Thursday, August 25, 2005

Majority Report

David Herle thinks the Liberals can pull off a majority government without Quebec for the first time in Canadian history.

Yesterday, Mr. Herle spent nearly two hours briefing the national caucus on election readiness. He did not present polling numbers.

Rather, he gave an extensive overview, saying they are now in a "pre-writ period" in anticipation of a February election.

He said, according to a source, that in the last election Canadians wanted a minority government but this time, he said, they now seem to want a majority government.

He predicted the Liberals could win between eight and 10 seats in the Prairies and make "real gains" in Ontario, said the sources.

The Liberals now occupy three of 14 seats in Manitoba, one of 14 seats in Saskatchewan and one of 28 seats in Alberta.

Mr. Herle also said there is a "paradigm shift" in British Columbia, and said, "B.C. could move to us," according to one source.

The Liberals have eight of 36 seats in that province, but always show strength between elections. The party never seems to be able to convert that strength to seats on election day.


Without polling numbers, Herle's speculations and $1.50 will buy a large double-double at Tim Horton's. As will mine, but I don't have the PMO's vast resources to work with. What's Herle's excuse?

What he's describing is the perfect storm, which requires everything to go right for the Liberals during a six-week campaign, while the Conservative and NDP campaigns implode on day one.

The 24 Ontario Tory seats fall in almost all the same areas that stayed Tory in the 2003 provincial election, an election that everyone knew the Tories would lose. These are bedrock seats that would require the Conservatives to split back into two separate parties before they'd be lost.

The increasingly vicious rhetoric towards the West, and the growth in at least lukewarm separatist sentiment there, makes it fallow ground for the Liberals outside, perhaps, of Vancouver. The B.C. Interior is no less hostile to the Liberals than the rest of the West; there are no gains to be found there.

Herle apparently thinks he can re-run last election's strategy to win a majority:

Mr. Herle said, too, that the Martin Liberals have to keep the Conservatives "marginalized on the right," an insider said.

The Liberals also need to be solid on economic issues and keep the social conservatives in a "box," the source said. He said they also must play to the "10 per cent of the centre left" who swing between the Liberals and the NDP.

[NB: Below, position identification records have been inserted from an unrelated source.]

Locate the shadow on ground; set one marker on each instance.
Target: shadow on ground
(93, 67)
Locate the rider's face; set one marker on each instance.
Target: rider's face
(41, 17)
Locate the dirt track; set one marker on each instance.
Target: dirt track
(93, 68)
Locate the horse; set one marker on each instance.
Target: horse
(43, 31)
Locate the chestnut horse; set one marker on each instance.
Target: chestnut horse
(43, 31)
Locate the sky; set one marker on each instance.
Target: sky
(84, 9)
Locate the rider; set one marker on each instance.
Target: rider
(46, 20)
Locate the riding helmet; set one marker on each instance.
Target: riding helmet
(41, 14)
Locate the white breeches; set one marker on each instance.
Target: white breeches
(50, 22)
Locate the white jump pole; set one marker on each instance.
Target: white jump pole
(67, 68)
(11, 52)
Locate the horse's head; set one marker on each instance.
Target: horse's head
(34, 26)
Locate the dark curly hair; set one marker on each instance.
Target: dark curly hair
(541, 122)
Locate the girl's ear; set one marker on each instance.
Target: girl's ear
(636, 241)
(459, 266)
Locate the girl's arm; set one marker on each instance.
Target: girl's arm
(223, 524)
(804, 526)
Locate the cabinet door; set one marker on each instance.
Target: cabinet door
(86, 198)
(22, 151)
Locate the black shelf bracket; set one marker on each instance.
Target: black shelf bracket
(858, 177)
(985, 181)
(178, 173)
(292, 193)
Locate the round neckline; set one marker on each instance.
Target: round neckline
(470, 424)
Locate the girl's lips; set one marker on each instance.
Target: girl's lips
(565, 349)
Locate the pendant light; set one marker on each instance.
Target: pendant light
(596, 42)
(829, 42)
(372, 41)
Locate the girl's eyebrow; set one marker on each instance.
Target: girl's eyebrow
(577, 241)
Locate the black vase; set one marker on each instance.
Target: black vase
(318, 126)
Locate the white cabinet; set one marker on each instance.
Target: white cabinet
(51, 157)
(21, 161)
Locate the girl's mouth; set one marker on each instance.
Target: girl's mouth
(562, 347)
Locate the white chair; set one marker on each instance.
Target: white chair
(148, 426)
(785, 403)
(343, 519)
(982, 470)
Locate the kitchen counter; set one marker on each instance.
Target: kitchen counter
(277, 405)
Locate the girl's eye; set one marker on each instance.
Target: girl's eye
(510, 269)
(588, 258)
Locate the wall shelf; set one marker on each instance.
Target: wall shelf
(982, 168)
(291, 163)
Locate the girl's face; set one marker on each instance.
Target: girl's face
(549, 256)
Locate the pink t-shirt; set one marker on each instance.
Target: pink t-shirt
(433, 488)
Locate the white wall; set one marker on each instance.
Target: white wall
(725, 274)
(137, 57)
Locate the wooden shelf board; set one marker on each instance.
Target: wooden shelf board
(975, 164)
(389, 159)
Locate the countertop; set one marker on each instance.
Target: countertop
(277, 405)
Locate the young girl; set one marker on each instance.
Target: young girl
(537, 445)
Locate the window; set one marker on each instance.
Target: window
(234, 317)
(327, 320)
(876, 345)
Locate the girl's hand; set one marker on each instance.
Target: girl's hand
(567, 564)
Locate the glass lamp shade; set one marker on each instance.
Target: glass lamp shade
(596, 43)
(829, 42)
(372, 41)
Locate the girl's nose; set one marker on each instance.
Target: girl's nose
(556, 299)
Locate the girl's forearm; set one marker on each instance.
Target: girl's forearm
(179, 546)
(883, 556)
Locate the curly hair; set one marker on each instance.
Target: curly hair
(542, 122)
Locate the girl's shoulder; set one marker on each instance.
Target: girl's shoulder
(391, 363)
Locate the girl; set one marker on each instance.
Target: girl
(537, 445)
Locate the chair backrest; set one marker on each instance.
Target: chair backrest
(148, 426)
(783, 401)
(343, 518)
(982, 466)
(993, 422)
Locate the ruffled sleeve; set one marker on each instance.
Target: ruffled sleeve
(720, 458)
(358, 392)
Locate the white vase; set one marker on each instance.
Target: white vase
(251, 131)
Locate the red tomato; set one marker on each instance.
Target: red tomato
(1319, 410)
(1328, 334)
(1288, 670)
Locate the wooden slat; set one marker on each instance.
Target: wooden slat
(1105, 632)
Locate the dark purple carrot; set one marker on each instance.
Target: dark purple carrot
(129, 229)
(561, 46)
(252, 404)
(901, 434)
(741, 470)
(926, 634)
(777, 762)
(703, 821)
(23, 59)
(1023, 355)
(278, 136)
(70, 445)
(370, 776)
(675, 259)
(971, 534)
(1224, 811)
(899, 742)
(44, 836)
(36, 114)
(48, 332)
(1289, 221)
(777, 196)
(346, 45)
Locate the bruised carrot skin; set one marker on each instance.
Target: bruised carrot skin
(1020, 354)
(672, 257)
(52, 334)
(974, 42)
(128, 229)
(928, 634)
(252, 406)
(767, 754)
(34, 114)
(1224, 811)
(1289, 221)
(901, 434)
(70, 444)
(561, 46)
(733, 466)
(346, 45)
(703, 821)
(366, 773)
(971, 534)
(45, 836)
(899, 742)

Voters are going to be looking for someone to blame high gas prices and even higher taxes on, especially if the Ontario manufacturing sector tanks as feared. Is that going to be the Tories, who masterminded some conspiracy to raise crude oil prices to record highs so Alberta could swim in the wealth while Ontario drowned?

The recent marriage debate showed that the Liberals, not the Conservatives, were the most deeply divided party. Even if it's a dead political issue, socially conservative Liberals must be left wondering if there's any place for them in the Liberal Party anymore.

The only party feeling any real squeeze here is the NDP--its reliance on the same wacko anti-war, anti-American, anti-Israel, anti-everybody fringe has already pushed those sensible supporters to the Liberals already. The Green Party is here to stay; it's stabilized at about 5% support nationwide, not enough to win seats, but enough to build a shelter for the rest of the NDP vote.

Herle's strategy, against a jury-rigged Tory party and with Paul Martin firmly in command of the party, barely produced a minority last time. Now Quebec and the West are more firmly entrenched against the Liberals than ever, and the Tories have come together with a coherent policy and platform.

His pep talk won't produce a majority.

But if it does, the country will be that much closer to falling apart.